Armstrong sues to block doping charges
AUSTIN, Texas — A federal judge handed Lance Armstrong a quick setback Monday as he went to court to save his seven Tour de France titles and his reputation as one of the greatest cyclists ever.
Armstrong filed a lawsuit aimed at preventing the U.S. Anti-Doping Agency from moving ahead with charges that he used performance-enhancing drugs throughout much of his long career.
But within hours, U.S. District Court Judge Sam Sparks in Austin dismissed the 80-page complaint. He said it seemed more intended to whip up public opinion in Armstrong's favor than focus on legal arguments.
Sparks, however, did not rule on the merits of Armstrong's claims and will let him refile the lawsuit. Armstrong attorney Tim Herman said he will do that, possibly Tuesday.
The lawsuit claimed USADA rules violate athletes' constitutional right to a fair trial and that the agency doesn't have jurisdiction in Armstrong's case. It also accused USADA's chief executive, Travis Tygart, of waging a personal vendetta against the cancer survivor who won the Tour de France every year from 1999 to 2005.
The judge was not impressed with a filing that dedicated dozens of pages to Armstrong's career history and long-standing disputes with anti-doping officials.

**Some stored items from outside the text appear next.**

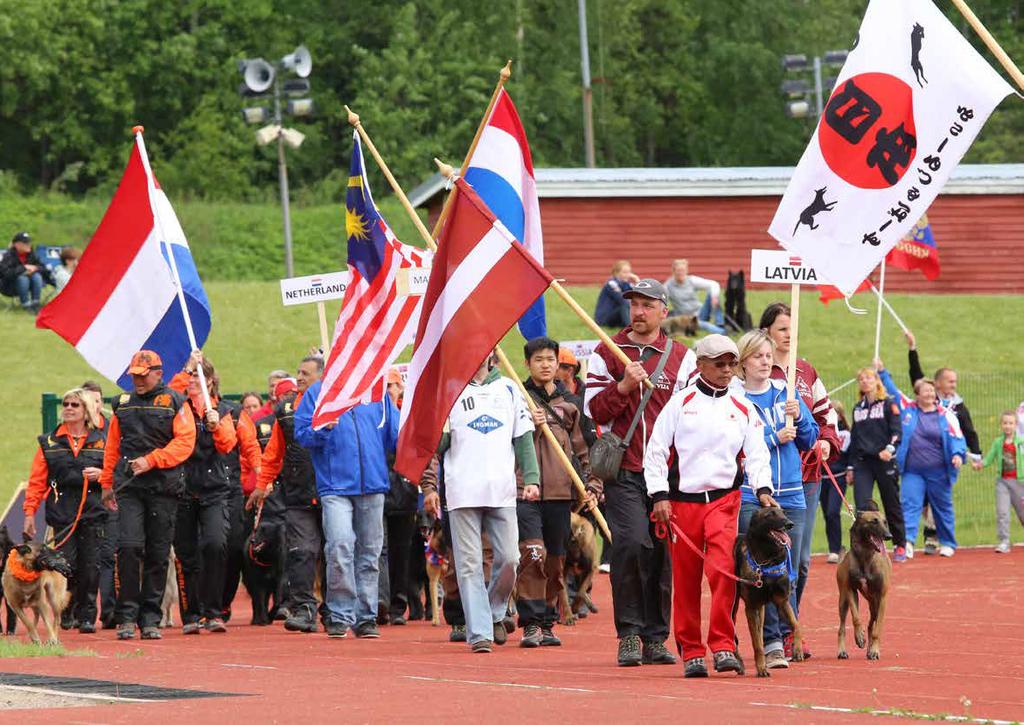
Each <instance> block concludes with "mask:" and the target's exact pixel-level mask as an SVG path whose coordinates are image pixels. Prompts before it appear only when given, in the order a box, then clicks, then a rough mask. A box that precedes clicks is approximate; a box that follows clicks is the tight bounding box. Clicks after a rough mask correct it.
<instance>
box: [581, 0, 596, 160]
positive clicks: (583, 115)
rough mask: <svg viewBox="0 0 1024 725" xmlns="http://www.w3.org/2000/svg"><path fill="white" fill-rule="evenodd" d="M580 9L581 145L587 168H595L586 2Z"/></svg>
mask: <svg viewBox="0 0 1024 725" xmlns="http://www.w3.org/2000/svg"><path fill="white" fill-rule="evenodd" d="M579 7H580V67H581V70H582V71H583V144H584V153H585V154H586V157H587V168H588V169H593V168H594V167H595V166H597V162H596V161H595V158H594V108H593V101H594V91H593V90H592V89H591V86H590V43H589V41H588V40H587V0H579Z"/></svg>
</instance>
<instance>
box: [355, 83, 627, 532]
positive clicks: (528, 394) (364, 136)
mask: <svg viewBox="0 0 1024 725" xmlns="http://www.w3.org/2000/svg"><path fill="white" fill-rule="evenodd" d="M507 68H508V67H506V70H507ZM503 73H504V71H503ZM499 87H500V86H499ZM345 111H346V112H347V113H348V123H350V124H351V125H352V126H354V127H355V130H356V131H357V132H358V133H359V138H361V139H362V142H364V143H365V144H366V146H367V148H369V150H370V155H371V156H372V157H373V158H374V161H376V162H377V165H378V166H379V167H380V169H381V172H382V173H383V174H384V177H385V178H386V179H387V180H388V183H389V184H390V185H391V189H392V190H393V191H394V194H395V196H397V197H398V201H399V202H400V203H401V206H402V208H403V209H404V210H406V213H407V214H409V216H410V218H411V219H412V220H413V224H414V225H415V226H416V228H417V230H418V231H419V232H420V237H422V238H423V242H424V243H425V244H426V245H427V248H428V249H430V251H431V252H436V251H437V245H436V243H435V242H434V240H433V238H432V236H431V234H430V232H429V231H428V230H427V227H426V225H425V224H424V223H423V221H422V220H421V219H420V217H419V215H418V214H417V213H416V210H415V209H414V208H413V205H412V204H411V203H410V201H409V198H408V197H407V196H406V193H404V191H403V190H402V188H401V186H400V185H399V184H398V181H397V180H396V179H395V178H394V175H393V174H392V173H391V170H390V169H389V168H388V167H387V164H386V163H385V162H384V159H383V158H382V157H381V155H380V153H379V152H378V151H377V146H376V145H375V144H374V142H373V140H371V138H370V134H368V133H367V130H366V129H365V128H364V127H362V123H361V122H360V121H359V117H358V115H356V114H355V113H353V112H352V110H351V109H349V108H348V106H347V105H346V106H345ZM488 114H489V112H488ZM445 168H446V169H447V173H445V176H446V177H447V178H452V177H453V176H454V175H455V170H454V169H452V167H450V166H446V165H445ZM441 171H442V173H444V169H442V170H441ZM455 194H456V193H455V190H453V193H452V194H450V195H449V201H446V202H445V207H446V206H447V205H449V204H450V202H451V200H453V199H454V198H455ZM495 351H496V352H497V354H498V359H499V361H500V362H501V366H502V369H503V371H504V372H505V375H506V376H507V377H509V378H510V379H512V380H514V381H515V383H516V385H518V386H519V391H520V392H521V393H522V395H523V397H524V398H525V400H526V404H527V406H528V407H529V410H530V412H531V413H532V411H534V410H536V408H537V403H536V402H534V398H532V397H530V395H529V393H527V392H526V388H525V387H524V386H523V384H522V381H521V380H519V376H518V375H517V374H516V372H515V370H514V369H513V368H512V365H511V364H510V362H509V359H508V357H507V356H506V355H505V352H504V351H503V350H502V348H501V345H497V346H496V347H495ZM541 432H542V434H543V435H544V437H545V438H546V439H547V441H548V443H549V444H550V445H551V447H552V449H553V450H554V451H555V454H556V456H557V457H558V459H559V461H561V463H562V466H563V467H564V468H565V470H566V472H568V474H569V476H570V477H571V479H572V483H573V484H574V485H575V487H577V491H578V492H579V493H580V497H581V500H582V501H586V500H587V498H588V496H589V494H588V493H587V486H586V485H585V484H584V482H583V480H582V479H581V478H580V475H579V474H578V473H577V471H575V468H573V467H572V462H571V461H569V459H568V456H566V455H565V452H564V451H562V446H561V443H559V442H558V438H556V437H555V434H554V432H553V431H552V430H551V428H550V427H548V424H547V423H545V424H543V425H542V426H541ZM589 508H590V510H591V512H593V514H594V519H595V520H596V521H597V524H598V525H599V526H600V527H601V530H602V531H604V535H605V536H606V537H607V538H608V541H611V531H610V529H609V528H608V523H607V521H605V520H604V516H603V515H602V514H601V512H600V510H599V509H598V508H597V504H596V503H594V502H593V501H591V503H590V504H589Z"/></svg>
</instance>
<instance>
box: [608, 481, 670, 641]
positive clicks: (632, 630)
mask: <svg viewBox="0 0 1024 725" xmlns="http://www.w3.org/2000/svg"><path fill="white" fill-rule="evenodd" d="M604 501H605V512H606V516H607V519H608V528H610V529H611V561H610V563H611V603H612V608H613V609H614V619H615V632H616V633H617V636H618V638H620V639H622V638H623V637H627V636H629V635H640V637H642V638H643V639H644V640H647V641H652V642H654V641H656V642H664V641H665V640H666V638H667V637H668V636H669V620H670V617H671V615H672V561H671V559H670V558H669V550H668V547H667V546H666V545H665V543H663V542H659V541H658V540H657V539H656V538H655V537H654V532H653V531H654V524H653V523H651V521H650V512H651V510H652V508H653V502H651V500H650V498H648V496H647V486H646V484H645V483H644V479H643V473H639V472H634V471H627V470H625V469H623V470H621V471H620V472H618V478H617V479H616V480H615V481H614V482H613V483H611V484H609V485H606V486H605V487H604Z"/></svg>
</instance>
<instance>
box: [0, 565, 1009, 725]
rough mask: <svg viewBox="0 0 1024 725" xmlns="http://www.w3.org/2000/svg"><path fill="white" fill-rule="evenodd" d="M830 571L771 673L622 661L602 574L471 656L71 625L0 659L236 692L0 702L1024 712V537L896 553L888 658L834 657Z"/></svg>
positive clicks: (297, 706) (749, 713) (122, 679)
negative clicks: (789, 653)
mask: <svg viewBox="0 0 1024 725" xmlns="http://www.w3.org/2000/svg"><path fill="white" fill-rule="evenodd" d="M835 571H836V567H835V566H830V565H828V564H826V563H825V562H824V559H823V558H822V557H815V558H814V560H813V562H812V565H811V582H810V584H809V585H808V588H807V592H806V594H805V598H804V603H803V612H802V616H801V621H802V622H803V623H804V631H805V638H806V640H805V641H806V642H807V644H808V646H809V647H810V648H811V650H812V651H813V657H812V658H811V659H810V660H808V662H805V663H800V664H798V663H794V664H792V665H791V668H790V669H788V670H775V671H772V676H771V678H770V679H758V678H757V677H755V676H754V675H753V674H748V675H746V676H745V677H736V676H735V675H733V674H731V673H730V674H727V675H715V674H713V675H712V677H711V678H710V679H707V680H684V679H683V678H682V666H681V665H677V666H675V667H668V666H660V667H657V666H644V667H639V668H629V669H626V668H618V667H616V666H615V660H614V657H615V646H616V641H615V635H614V629H613V627H612V621H611V601H610V595H609V587H608V578H607V577H606V575H603V574H602V575H601V577H600V578H599V579H598V580H597V581H596V583H595V587H594V593H595V597H594V599H595V601H596V603H597V604H598V606H599V607H600V609H601V610H600V612H599V613H598V614H593V615H591V616H590V617H588V619H587V620H586V621H584V622H582V623H581V625H580V626H578V627H574V628H565V627H559V628H557V629H556V632H557V634H559V635H560V636H561V638H562V640H563V643H564V644H563V646H562V647H560V648H554V647H550V648H542V649H531V650H526V649H520V648H519V647H518V640H519V633H516V634H514V635H512V636H511V638H510V640H509V643H508V644H507V645H505V646H504V647H497V648H496V651H495V652H494V653H493V654H489V655H488V654H470V653H469V651H468V647H467V645H465V644H451V643H449V642H447V632H449V629H447V628H446V627H444V626H442V627H439V628H432V627H431V626H430V624H429V623H423V622H416V623H411V624H410V625H409V626H407V627H383V628H381V630H382V637H381V639H379V640H356V639H354V638H352V636H351V635H349V637H348V638H347V639H344V640H328V638H327V636H326V635H325V634H323V633H318V634H297V633H295V634H293V633H289V632H285V630H284V629H283V628H282V626H281V624H280V623H278V624H276V625H274V626H273V627H271V628H256V627H250V626H248V612H244V611H242V608H247V606H245V607H237V613H236V616H234V619H232V621H231V622H230V624H229V625H228V630H229V631H228V633H227V634H226V635H213V634H207V633H204V634H203V635H202V636H200V637H183V636H182V635H181V634H180V630H177V629H175V630H173V631H165V633H164V639H163V640H162V641H159V642H140V641H138V640H137V639H136V640H133V641H130V642H118V641H116V639H115V637H114V633H113V632H112V631H101V632H99V633H97V634H96V635H85V636H83V635H79V634H78V633H77V632H66V633H62V634H63V637H62V640H63V643H65V644H66V645H67V646H68V647H70V648H76V647H82V646H87V647H89V648H92V649H94V650H95V651H96V652H98V654H99V657H98V658H97V657H60V658H57V657H47V658H34V659H6V660H0V671H2V672H23V673H34V674H46V675H55V676H74V677H88V678H95V679H103V680H116V681H119V682H125V683H144V684H148V685H158V686H165V687H179V688H190V689H201V690H216V691H220V692H231V693H240V694H242V695H243V696H236V697H214V698H204V699H181V700H172V701H155V702H153V703H143V705H135V703H118V705H103V706H98V707H86V708H71V709H62V710H35V711H29V710H19V711H0V712H2V715H0V719H2V720H3V721H5V722H15V721H16V722H17V723H19V725H28V724H31V723H47V724H48V725H52V723H54V722H60V723H73V722H79V723H139V722H146V721H148V722H187V723H216V724H217V725H224V724H225V723H228V724H229V725H230V724H231V723H239V724H241V723H270V722H281V723H328V722H330V723H339V722H345V723H352V722H413V721H417V722H446V721H453V720H455V721H470V720H473V721H480V720H482V719H485V720H486V721H487V722H502V723H505V722H508V723H516V724H517V725H520V724H521V723H548V722H560V723H564V722H580V723H605V722H609V723H610V722H620V723H622V722H658V721H659V722H668V721H669V720H670V719H672V720H675V721H683V722H686V723H701V722H746V723H753V722H759V721H762V722H763V721H767V720H770V721H772V722H797V721H799V722H804V723H806V722H865V723H870V722H877V721H878V719H879V717H878V716H877V715H874V716H872V715H870V714H868V712H867V711H887V712H888V713H889V714H890V715H891V716H892V717H896V716H900V715H901V716H903V717H909V713H910V712H912V713H914V714H918V716H919V717H920V716H936V715H940V714H948V715H954V716H968V718H969V719H972V718H985V719H996V720H1010V721H1013V720H1022V719H1024V658H1022V657H1021V652H1022V650H1024V634H1022V632H1024V617H1022V614H1024V608H1022V605H1024V597H1022V595H1021V589H1022V585H1024V550H1022V549H1021V548H1016V549H1015V550H1014V553H1012V554H1010V555H997V554H994V553H993V552H992V550H991V549H979V550H970V551H967V550H963V551H959V552H957V554H956V556H955V557H953V558H952V559H940V558H939V557H933V556H929V557H926V556H924V555H922V554H919V555H918V557H916V558H915V559H914V560H912V561H910V562H907V563H906V564H899V565H896V566H895V571H894V586H893V589H892V591H891V593H890V599H889V613H888V617H887V621H886V627H885V632H884V637H883V647H882V659H881V660H880V662H873V663H872V662H867V660H866V659H865V658H864V651H863V650H861V649H858V648H857V647H856V645H855V644H854V643H853V641H852V631H850V630H849V629H848V638H849V642H848V648H849V650H850V656H851V658H850V659H849V660H846V662H841V660H838V659H837V658H836V630H837V622H838V614H837V605H836V599H837V594H836V583H835ZM242 596H244V595H242ZM240 598H241V597H240ZM244 604H245V605H247V604H248V602H245V603H244ZM706 607H707V601H706ZM863 609H864V610H865V614H866V607H863ZM738 622H739V623H740V626H739V636H740V642H741V644H740V651H741V654H742V656H743V659H744V662H745V663H746V666H748V670H749V672H750V673H753V670H754V668H753V652H752V650H751V647H750V641H749V640H750V638H749V635H748V632H746V624H745V617H744V616H743V614H742V612H741V611H740V612H739V614H738ZM705 627H706V629H707V622H706V624H705ZM19 631H22V628H19ZM23 634H24V632H23ZM672 648H673V647H672V643H671V642H670V649H672ZM135 650H141V652H142V653H141V654H140V655H137V656H136V655H133V653H134V652H135ZM811 708H813V710H812V709H811Z"/></svg>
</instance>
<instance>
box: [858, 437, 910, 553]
mask: <svg viewBox="0 0 1024 725" xmlns="http://www.w3.org/2000/svg"><path fill="white" fill-rule="evenodd" d="M876 481H877V482H878V484H879V498H881V499H882V507H883V508H884V509H885V510H886V523H887V524H889V532H890V534H892V535H893V546H903V544H904V542H906V526H905V525H904V524H903V505H902V504H901V503H900V500H899V471H898V470H896V459H895V457H894V458H893V460H892V461H890V462H889V463H885V462H884V461H882V460H881V459H878V458H863V459H860V460H859V461H854V463H853V496H854V498H855V499H856V502H857V510H860V509H862V508H863V507H864V504H866V503H867V502H868V501H870V500H871V495H872V494H873V491H874V483H876Z"/></svg>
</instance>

“This Court is not inclined to indulge Armstrong's desire for publicity, self-aggrandizement or vilification of Defendants, by sifting through eighty mostly unnecessary pages in search of the few kernels of factual material relevant to his claims,” Sparks wrote.
Herman said he got the message.
“When (Sparks) speaks, I listen,” he said. “It doesn't change the legal issues involved or any of the relief that we seek.”
The lawsuit was an aggressive, and expected, move as Armstrong seeks to preserve his racing legacy and his place as an advocate for cancer survivors and research. He wants Sparks to bar USADA from pursuing its case or issuing any sanctions against him.
Armstrong asked the court to issue an injunction by Saturday, the deadline to formally challenge the case against him in USADA's arbitration process or accept the agency's sanctions. He could receive a lifetime ban from cycling and be stripped of his Tour de France victories if found guilty.
Armstrong insists he is innocent.
“The process (USADA) seek to force upon Lance Armstrong is not a fair process and truth is not its goal,” his lawsuit said, calling the USADA process a corrupt “kangaroo court.”
Tygart, who was named as co-defendant, said Armstrong's lawsuit is “aimed at concealing the truth” and predicted Sparks will rule in the agency's favor.
Armstrong, who retired in 2011, said he has passed more than 500 drug tests in his career and was never flagged for a positive test.
Also charged by USADA are former Armstrong team manager Johan Bruyneel and several team doctors and associates.